I have been following and keeping track of the Middle East conflict for many, many years. But it was only about two and a half years ago that I actually got an opportunity to visit Israel and Palestine. I spent about three weeks traveling around Jerusalem, Bethlehem, Hebron, Ramallah and Tel Aviv. What amazed me was that even in this not- so-long stay, the mindset of the two peoples was so clearly apparent. It hit you in the face.
The Palestinians, in Israel or the occupied territories, were, by and large, angry, sullen and, so often, quietly ironic. Even their celebrations had an inexplicable quality of sadness. I remember telling an Indian friend of mine that, while I saw a struggle to find purpose and a sense of getting on with the world on the faces of the young Palestinian women, on the faces of the young men I only saw a willingness to die. It shook me. The struggle and the hopelessness. On the other side I saw young Israelis in restaurants. In shopping malls. It seemed they just lived for the moment. There was a sense of urgency, so often underlined by that quick glance over the shoulder to reassure themselves. And their celebrations so often had the tinge of assertion, of their right to be where they were: a kind of back-to-the-wall justification. So many of them immigrants, or the sons and daughters of immigrants. And rarely, very rarely, did I see a Palestinian in their midst. I saw young Israeli soldiers at checkpoints who looked at the ‘other’ but did not actually see. The meeting was curt, and dismissive. No eye contact. Why? Was it perhaps too painful? I hope so. I believe they felt were doing a painful job but it had to be done…they had no choice. The net result? I was witnessing a frightening historical irony. I was witnessing apartheid. And, I believe, hopefully, nobody wanted it. Trapped. Everyone trapped.
Am I saying apartheid? And exercised militarily, economically and socially by the very same people who should be the most fiercely opposed to it? It was incredible but true.
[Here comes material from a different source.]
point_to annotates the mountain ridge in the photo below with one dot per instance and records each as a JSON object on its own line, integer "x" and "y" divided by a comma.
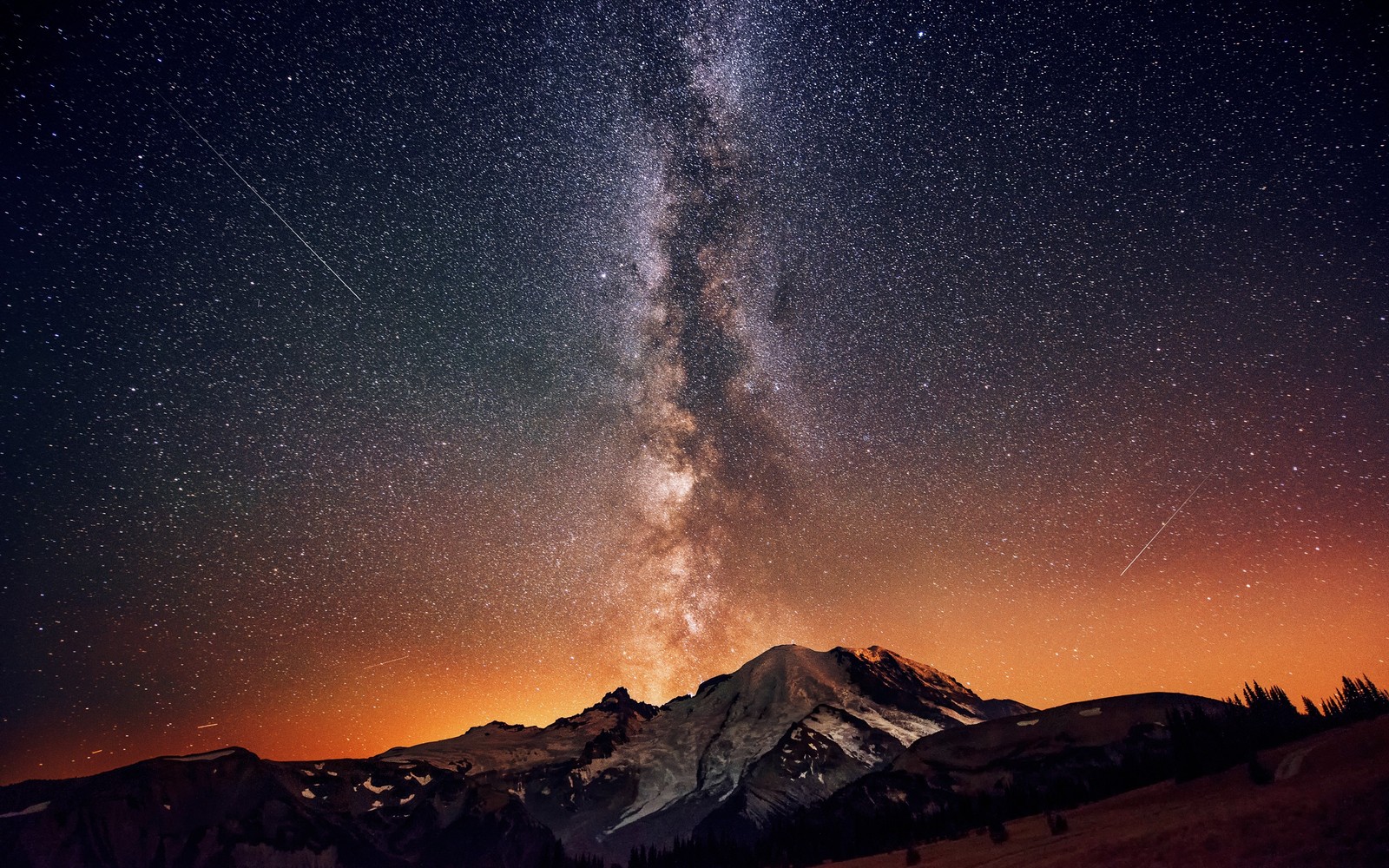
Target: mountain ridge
{"x": 784, "y": 733}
I wondered why no western journalist had noticed it because it was so up front and in your face. Sometimes I almost wish that I am wrong and that maybe I have jumped to a conclusion too soon. But I would like to add that if I am right, the reason would probably lie in another myth that has played a devastating role in the minds of the people of Israel. I call it their ‘superiority of pain’ principle. My security needs are superior to yours. My holocaust is superior to yours, my history of pain is superior to yours. I believe pain is pain no matter who suffers it. And then comes the biggest myth of all. The belief among so many Israelis that ‘this land is mine, God gave this land to me’. What about the Gods of the Palestinian Christians and Moslems? Eighty per cent of today’s Israelis are the sons and daughter of immigrants who came after the horrors of the Second World War. And, amongst them, a very large percentage of immigrants who arrived even after 1980. And they know that they have taken over land at the cost of hundreds of thousands of Palestinians. For them this myth is critical. Do they also know that it is unbelievably arrogant?
Advice to the Israeli people:
You have one powerful country that you see as your only friend. And, deep down you also know it is your friend so long as you serve its purpose. And, you have served its purpose. That is why it has served yours. Quid pro quo. But, quid pro quo for how long? Till the end of time? Quid pro quos don’t last till the end of time, only till better and more profitable deals are struck. Think about this.
I also know that in this interim period of quid pro quo, you have built up an impressive arsenal. Whether the International Atomic Energy Agency manages to reach you or not, I know you have wonderful weapons that can do wonderful things for your security. Your nuclear plant and scientists at Dimona have guaranteed that. But, the bottom line is, that you still have to deal with the Palestinian people. And, deep down you also know what you have done to them and to their lands.
I am also aware of your traumatic history with Christendom and therefore your needs for self-protection. But I would like to ask you a question. When you say ‘Never Again’ what exactly do you mean? Never again for the Jewish people or never again for all people? If it is the former, it has the distinct possibility of reducing itself into terrifying self-righteousness. If it is the latter, you will reach poetry. And, in poetry is the answer to your problems: the long-term solution. End of advice.